Hussain’s sister, Mariam, read a message from her brother, saying: ‘All the prosecution have to do is convince 12 jury members, or in my case, the 11 remaining jury members during the trial. It comes down to who tells a better story and can play on the jury’s emotions.’
Nisha Waller, racial justice researcher at Appeal, told the meeting that there are over 1,000 convictions every year based on majority verdicts. Appeal acted for Andrew Malkinson, who was exonerated in 2023 having served 17 years for a rape following conviction by a 10 to 2 majority. His conviction was overturned after the belated emergence of DNA evidence linking another potential suspect to the attack.
Writing in Proof, Waller said that, while the police, the Crown Prosecution Service and the Criminal Cases Review Commission had rightly come in for criticism in the Malkinson case, ‘the jury who determined his guilt was untouched by scrutiny’. She stressed Malkinson does not hold the jury responsible for his wrongful conviction – crucial evidence indicating his innocence was withheld from them – but added: ‘We should not ignore the fact that Malkinson would have been acquitted if not for the court accepting a majority jury verdict.’
Waller concluded: ‘Unless we are claiming that dissenting jurors are always unreasonable, their votes inherently represent reasonable doubt.
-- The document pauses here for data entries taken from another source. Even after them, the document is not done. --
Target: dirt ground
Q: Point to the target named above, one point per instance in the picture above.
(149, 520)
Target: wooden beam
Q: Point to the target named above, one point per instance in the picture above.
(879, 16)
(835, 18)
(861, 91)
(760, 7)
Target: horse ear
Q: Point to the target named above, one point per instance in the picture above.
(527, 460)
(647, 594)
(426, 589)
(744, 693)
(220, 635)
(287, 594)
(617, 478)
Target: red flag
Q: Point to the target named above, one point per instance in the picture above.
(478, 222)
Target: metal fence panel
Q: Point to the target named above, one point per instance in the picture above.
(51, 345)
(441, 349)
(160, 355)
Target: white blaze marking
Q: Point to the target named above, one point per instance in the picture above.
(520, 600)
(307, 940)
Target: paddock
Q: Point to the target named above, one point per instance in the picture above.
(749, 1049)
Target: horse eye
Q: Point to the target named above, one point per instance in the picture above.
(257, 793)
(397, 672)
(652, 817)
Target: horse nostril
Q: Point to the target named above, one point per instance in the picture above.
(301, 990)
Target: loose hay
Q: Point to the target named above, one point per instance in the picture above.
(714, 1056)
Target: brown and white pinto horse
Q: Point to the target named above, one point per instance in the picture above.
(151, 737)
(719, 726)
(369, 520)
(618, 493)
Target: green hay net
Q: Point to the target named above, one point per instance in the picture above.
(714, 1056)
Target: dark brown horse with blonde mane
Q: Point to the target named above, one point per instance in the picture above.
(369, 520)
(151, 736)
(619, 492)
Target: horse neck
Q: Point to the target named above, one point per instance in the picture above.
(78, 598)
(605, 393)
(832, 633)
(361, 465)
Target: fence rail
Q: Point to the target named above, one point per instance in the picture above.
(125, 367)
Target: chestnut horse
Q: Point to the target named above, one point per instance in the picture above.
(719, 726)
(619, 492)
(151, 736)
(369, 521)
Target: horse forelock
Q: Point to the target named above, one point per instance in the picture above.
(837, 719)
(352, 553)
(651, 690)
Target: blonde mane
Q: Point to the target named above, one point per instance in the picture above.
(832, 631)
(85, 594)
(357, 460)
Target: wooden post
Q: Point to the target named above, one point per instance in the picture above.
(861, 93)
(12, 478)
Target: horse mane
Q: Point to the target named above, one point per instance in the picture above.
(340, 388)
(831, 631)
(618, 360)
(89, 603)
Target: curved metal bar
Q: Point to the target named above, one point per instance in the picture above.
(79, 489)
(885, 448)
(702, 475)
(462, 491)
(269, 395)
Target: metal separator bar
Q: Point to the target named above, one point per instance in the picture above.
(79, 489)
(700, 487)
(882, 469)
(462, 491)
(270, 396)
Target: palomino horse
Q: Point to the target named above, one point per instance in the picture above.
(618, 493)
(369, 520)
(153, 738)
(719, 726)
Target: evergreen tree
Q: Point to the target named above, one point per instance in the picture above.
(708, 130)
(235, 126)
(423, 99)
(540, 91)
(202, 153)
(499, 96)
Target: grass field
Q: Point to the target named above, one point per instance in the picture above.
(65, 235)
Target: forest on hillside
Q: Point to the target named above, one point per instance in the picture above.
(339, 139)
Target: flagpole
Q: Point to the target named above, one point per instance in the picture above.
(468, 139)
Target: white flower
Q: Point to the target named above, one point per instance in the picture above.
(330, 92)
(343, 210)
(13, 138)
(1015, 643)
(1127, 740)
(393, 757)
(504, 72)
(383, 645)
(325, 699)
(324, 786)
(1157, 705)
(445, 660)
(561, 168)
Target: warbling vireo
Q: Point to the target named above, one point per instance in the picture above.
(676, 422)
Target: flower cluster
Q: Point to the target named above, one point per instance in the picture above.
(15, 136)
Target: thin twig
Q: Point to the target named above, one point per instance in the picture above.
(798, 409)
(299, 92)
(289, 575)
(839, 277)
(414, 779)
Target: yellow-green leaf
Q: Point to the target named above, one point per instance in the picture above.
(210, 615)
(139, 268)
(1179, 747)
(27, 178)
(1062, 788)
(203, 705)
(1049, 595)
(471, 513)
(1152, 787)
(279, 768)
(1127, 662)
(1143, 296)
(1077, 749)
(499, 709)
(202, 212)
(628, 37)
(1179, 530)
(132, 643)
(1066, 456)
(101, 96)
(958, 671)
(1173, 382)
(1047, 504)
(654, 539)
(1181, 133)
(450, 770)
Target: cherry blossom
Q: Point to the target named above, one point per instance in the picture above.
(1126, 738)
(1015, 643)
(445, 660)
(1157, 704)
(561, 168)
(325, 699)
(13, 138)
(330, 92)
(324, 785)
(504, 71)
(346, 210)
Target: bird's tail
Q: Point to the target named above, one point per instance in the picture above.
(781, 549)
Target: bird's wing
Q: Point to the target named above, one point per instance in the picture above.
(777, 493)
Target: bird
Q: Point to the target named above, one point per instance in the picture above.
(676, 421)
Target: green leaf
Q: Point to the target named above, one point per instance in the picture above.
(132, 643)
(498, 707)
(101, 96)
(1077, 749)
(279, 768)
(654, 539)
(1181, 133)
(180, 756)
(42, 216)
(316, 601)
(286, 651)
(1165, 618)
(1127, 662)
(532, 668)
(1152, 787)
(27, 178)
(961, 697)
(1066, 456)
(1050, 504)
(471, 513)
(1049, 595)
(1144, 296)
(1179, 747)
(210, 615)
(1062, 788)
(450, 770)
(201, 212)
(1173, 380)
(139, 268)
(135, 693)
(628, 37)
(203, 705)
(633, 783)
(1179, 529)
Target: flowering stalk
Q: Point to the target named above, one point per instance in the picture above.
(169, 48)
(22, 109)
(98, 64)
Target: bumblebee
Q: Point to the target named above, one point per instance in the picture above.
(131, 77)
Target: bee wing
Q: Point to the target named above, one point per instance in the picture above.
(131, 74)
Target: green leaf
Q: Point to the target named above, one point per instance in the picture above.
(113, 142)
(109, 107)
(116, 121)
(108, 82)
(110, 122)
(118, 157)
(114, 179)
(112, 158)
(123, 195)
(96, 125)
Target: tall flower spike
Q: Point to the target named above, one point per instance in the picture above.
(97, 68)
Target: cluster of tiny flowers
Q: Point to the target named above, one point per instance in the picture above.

The remaining jurors are not at fault, but the good value of juries should not exempt the jury system from scrutiny.’
‘Jurors are only human and humans by nature all have different opinions,’ Archer told Legal Action. ‘Thus a jury is formed of 12 members, to achieve a reasonable balance of opinion. However, the jury‘s decision stands or falls on the evidence presented. When sworn in at the beginning of trial, jurors are told to reach a conclusion based wholly on that evidence presented at trial. Jurors need to take this oath seriously, no matter how difficult that may be.’